To examine the mechanism for the lower levels of progerin in LmnanHG/+ MEFs and tissues, we measured progerin transcript levels in LmnanHG/+ and LmnaHG/+ tissues. Progerin mRNA levels, as judged by RT-PCR, were not different in the 2 mouse models (Figure (Figure8,8, A and B). The fact that progerin levels were lower in LmnanHG/+ MEFs and tissues (Figure (Figure6)6) despite similar progerin transcript levels implied that the absence of farnesylation might accelerate progerin turnover. To test this possibility, we examined the disappearance of progerin in LmnanHG/+ and LmnaHG/+ MEFs after labeling with [35S]methionine. In the span of 4 days after labeling of the cells, the progerin/lamin C ratio in LmnanHG/+ MEFs fell by 55.6%, while the progerin/lamin C ratio in LmnaHG/+ MEFs fell by 29.2%. We also examined by Western blot the progerin/actin ratios in LmnanHG/+ and LmnaHG/+ MEFs before and after inhibition of Lmna expression with a mouse prelamin A–specific antisense oligonucleotide (29). Two days after the second oligonucleotide transfection, the progerin/actin ratio fell by 39.4% in LmnaHG/+ MEFs and by 58.9% in LmnanHG/+ MEFs. These observations are consistent with the lower steady state levels of progerin in LmnanHG/+ MEFs and tissues (Figure (Figure6). 6).
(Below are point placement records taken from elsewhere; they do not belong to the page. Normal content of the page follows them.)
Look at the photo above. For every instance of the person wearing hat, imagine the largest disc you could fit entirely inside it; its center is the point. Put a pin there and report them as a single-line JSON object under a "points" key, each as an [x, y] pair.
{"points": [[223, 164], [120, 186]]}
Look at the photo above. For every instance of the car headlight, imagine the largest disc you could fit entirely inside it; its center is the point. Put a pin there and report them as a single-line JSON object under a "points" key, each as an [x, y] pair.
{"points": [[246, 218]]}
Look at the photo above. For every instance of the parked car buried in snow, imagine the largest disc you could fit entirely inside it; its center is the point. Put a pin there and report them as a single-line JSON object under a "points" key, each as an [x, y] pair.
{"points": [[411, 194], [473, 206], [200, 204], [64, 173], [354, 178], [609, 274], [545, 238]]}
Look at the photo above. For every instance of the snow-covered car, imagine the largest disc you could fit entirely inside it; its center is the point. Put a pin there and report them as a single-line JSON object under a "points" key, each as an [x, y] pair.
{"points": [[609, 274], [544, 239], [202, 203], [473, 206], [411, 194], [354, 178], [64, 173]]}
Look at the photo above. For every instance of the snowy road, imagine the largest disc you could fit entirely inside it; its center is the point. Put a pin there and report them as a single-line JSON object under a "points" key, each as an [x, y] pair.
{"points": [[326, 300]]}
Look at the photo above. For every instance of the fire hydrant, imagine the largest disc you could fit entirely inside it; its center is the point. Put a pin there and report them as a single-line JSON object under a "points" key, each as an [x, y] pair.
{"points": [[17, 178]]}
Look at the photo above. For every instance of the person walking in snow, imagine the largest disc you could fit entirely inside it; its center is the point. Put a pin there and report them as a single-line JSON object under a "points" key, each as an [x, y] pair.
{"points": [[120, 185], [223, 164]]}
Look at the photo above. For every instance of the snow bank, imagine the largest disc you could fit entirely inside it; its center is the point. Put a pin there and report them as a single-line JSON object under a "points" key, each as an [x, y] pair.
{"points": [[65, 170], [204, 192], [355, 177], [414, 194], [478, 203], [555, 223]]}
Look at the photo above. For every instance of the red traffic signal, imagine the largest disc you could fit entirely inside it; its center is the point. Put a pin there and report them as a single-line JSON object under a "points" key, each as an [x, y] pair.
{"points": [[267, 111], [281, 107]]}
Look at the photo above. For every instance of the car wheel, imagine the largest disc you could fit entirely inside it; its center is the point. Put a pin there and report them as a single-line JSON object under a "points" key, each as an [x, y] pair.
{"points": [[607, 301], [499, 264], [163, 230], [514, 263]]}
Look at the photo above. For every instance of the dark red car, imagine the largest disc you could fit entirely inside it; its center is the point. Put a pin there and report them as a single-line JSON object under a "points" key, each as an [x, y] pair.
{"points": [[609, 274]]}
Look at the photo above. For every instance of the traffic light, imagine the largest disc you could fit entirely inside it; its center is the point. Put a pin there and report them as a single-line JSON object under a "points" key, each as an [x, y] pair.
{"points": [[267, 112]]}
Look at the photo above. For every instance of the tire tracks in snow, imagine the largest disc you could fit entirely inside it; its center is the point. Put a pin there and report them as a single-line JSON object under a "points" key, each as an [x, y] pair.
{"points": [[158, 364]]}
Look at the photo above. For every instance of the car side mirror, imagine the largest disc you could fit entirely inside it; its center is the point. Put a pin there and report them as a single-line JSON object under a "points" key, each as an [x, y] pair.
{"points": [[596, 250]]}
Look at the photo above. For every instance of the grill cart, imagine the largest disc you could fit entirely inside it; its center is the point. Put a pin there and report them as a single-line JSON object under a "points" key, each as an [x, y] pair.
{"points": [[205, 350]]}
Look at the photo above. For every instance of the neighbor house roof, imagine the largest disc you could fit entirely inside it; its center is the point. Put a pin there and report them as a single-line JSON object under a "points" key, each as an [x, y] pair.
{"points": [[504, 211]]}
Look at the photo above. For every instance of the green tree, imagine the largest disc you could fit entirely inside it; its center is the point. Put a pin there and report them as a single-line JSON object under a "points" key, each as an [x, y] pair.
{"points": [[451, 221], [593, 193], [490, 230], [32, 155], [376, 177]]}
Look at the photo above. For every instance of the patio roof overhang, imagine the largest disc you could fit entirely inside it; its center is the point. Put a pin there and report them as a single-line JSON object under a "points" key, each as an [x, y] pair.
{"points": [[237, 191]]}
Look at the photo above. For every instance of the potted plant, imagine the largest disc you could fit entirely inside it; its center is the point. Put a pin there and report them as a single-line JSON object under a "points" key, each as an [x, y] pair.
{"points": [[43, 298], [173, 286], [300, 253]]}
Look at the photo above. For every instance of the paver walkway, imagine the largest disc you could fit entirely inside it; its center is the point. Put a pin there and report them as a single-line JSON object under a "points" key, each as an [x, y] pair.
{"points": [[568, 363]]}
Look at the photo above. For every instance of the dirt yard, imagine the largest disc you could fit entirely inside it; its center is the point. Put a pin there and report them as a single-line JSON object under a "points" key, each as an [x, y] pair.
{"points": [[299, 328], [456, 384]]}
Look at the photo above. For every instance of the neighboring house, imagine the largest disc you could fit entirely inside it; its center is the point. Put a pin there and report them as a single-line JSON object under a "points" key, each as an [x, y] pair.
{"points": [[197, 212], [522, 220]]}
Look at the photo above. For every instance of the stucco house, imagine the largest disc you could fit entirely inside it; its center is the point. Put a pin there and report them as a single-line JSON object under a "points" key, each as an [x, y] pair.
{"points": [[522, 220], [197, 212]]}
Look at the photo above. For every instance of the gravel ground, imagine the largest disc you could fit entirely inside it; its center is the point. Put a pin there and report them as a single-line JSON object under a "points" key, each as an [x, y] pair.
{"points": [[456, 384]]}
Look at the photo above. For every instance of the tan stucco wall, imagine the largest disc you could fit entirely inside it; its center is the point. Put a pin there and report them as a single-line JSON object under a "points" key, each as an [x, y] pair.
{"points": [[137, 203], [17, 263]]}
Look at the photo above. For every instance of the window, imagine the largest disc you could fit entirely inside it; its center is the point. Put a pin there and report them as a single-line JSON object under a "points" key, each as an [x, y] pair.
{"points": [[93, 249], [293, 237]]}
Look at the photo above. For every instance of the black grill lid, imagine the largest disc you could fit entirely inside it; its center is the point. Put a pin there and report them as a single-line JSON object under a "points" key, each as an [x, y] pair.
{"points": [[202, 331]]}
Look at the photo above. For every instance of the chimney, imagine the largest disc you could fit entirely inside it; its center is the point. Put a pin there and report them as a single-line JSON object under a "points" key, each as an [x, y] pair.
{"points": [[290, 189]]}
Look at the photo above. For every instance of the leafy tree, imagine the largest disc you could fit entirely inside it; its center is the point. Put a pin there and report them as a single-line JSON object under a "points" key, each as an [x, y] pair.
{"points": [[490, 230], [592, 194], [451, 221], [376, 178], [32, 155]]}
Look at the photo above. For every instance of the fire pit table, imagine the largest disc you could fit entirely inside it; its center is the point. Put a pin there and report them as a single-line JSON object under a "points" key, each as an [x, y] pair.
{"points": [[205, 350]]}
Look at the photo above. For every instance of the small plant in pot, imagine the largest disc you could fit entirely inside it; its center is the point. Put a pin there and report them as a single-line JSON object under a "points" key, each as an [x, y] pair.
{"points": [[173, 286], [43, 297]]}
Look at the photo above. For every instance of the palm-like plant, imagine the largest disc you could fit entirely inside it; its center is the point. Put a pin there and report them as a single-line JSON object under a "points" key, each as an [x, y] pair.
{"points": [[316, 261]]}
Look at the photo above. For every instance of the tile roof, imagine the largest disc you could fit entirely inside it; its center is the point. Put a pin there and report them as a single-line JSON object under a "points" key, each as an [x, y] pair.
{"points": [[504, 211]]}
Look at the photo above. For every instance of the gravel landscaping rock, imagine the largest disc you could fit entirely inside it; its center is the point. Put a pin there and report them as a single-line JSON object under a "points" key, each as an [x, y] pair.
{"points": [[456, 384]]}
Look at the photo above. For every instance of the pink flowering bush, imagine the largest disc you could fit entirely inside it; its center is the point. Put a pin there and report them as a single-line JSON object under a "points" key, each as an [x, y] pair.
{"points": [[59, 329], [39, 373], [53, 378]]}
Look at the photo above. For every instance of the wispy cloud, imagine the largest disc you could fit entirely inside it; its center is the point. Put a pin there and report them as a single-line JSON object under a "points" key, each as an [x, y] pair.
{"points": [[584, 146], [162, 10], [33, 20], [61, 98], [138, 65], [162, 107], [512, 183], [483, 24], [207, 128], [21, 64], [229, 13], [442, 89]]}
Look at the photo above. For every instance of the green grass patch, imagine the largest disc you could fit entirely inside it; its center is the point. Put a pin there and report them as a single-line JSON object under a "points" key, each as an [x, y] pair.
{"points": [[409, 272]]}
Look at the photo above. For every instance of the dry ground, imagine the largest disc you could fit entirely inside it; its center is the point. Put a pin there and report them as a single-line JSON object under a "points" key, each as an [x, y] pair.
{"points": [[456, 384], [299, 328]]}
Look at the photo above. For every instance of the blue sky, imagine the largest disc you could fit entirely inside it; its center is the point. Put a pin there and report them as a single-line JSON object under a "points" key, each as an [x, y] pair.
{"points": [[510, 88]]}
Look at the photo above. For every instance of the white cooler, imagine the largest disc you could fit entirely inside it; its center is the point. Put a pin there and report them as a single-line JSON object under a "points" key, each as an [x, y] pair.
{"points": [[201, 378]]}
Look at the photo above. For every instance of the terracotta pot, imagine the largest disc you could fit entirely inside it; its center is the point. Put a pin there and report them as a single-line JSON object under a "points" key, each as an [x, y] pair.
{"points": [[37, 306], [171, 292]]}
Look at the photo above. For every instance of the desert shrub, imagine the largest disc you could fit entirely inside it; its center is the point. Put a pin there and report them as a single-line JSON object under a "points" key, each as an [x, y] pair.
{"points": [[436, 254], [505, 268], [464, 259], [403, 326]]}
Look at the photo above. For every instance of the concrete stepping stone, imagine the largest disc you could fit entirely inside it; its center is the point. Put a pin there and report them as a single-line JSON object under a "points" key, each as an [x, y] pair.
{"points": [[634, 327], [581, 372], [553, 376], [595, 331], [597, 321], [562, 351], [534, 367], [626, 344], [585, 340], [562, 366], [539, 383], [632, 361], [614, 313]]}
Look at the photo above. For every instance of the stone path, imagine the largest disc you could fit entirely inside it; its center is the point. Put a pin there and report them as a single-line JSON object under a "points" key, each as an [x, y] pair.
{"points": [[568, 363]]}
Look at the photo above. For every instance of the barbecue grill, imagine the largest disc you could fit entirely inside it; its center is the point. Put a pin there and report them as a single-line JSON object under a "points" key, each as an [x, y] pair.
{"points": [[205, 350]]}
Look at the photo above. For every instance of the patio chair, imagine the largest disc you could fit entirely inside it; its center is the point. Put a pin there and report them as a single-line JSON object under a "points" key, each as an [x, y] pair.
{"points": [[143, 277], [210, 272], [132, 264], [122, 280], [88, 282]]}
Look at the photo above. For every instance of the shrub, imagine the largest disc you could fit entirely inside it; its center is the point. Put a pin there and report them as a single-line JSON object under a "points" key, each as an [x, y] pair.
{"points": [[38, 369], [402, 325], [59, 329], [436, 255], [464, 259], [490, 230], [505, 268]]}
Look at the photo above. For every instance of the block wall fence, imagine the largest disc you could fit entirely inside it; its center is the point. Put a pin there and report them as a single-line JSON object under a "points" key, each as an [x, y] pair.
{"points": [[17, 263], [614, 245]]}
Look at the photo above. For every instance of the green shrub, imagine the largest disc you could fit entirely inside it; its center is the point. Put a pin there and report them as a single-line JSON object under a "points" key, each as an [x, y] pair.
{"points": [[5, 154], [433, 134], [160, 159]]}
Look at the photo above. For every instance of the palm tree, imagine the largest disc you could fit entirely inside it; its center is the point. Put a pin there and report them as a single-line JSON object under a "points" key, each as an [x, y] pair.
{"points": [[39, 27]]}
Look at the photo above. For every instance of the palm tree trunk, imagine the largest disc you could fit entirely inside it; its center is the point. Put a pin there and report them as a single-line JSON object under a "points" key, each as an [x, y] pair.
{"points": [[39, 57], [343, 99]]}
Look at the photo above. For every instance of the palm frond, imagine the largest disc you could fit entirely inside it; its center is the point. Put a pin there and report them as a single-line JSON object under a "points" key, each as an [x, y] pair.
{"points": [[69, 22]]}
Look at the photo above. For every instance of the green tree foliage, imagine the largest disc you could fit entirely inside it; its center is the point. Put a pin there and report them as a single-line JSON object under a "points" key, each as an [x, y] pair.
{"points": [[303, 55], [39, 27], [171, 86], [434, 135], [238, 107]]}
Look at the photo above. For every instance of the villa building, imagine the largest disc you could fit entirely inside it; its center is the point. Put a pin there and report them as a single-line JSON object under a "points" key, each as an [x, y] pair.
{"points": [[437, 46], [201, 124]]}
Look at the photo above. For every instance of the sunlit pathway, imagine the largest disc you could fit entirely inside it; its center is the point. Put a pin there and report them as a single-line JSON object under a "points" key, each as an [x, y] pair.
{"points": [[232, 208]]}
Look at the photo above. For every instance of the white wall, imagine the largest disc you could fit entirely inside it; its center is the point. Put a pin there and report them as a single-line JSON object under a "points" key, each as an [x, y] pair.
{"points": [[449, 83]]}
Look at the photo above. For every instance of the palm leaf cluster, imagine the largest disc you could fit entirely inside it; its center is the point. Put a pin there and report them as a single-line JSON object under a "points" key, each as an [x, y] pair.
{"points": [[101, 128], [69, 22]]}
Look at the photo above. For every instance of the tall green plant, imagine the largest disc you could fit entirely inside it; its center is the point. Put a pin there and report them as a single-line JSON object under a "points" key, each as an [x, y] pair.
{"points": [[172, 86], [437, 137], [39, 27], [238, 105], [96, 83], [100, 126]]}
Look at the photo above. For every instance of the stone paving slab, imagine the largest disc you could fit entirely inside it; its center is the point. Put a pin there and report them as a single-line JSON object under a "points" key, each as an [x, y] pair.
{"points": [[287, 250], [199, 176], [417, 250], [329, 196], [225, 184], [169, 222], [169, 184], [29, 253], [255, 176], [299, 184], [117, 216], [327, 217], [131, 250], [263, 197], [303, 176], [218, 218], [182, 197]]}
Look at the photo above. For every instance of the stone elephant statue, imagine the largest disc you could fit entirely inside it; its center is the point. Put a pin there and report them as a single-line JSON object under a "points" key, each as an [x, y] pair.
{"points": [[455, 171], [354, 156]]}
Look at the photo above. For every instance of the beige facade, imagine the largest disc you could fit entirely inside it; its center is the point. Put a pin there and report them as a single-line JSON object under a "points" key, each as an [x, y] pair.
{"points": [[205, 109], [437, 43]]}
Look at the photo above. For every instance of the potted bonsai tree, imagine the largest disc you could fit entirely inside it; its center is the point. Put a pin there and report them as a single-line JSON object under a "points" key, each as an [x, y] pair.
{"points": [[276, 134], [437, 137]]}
In 2 independent studies (14, 16), an FTI ameliorated disease phenotypes in LmnaHG/+ mice. However, the amelioration of disease was far from complete, leading us to consider the possibility that the nonfarnesylated form of progerin might itself be toxic and capable of eliciting disease. In the current study, we created a new line of HGPS-knockin mice expressing a nonfarnesylated version of progerin (LmnanHG/+). Aside from a cysteine-to-serine substitution in the CaaX motif, LmnanHG/+ mice were genetically identical to LmnaHG/+ mice (13). The absence of progerin farnesylation in LmnanHG/+ cells was verified with metabolic labeling experiments. Interestingly, the LmnanHG/+ mice developed the same spectrum of disease phenotypes found in LmnaHG/+ mice (i.e., slow weight gain, rib fractures, loss of body fat, reduced survival). Thus, the principal message of this study is that a nonfarnesylated version of progerin is still toxic. However, the extent of disease phenotypes in LmnanHG/+ mice was milder than in LmnaHG/+ mice. Also, the disease phenotypes in LmnanHG/nHG mice were milder than those in LmnaHG/HG mice (14). Thus, the second message of this study is that disease phenotypes are milder in the knockin mice expressing a nonfarnesylated version of progerin. The finding of less severe phenotypes in LmnanHG/+ mice is consistent with the results of earlier FTI treatment studies (14, 16).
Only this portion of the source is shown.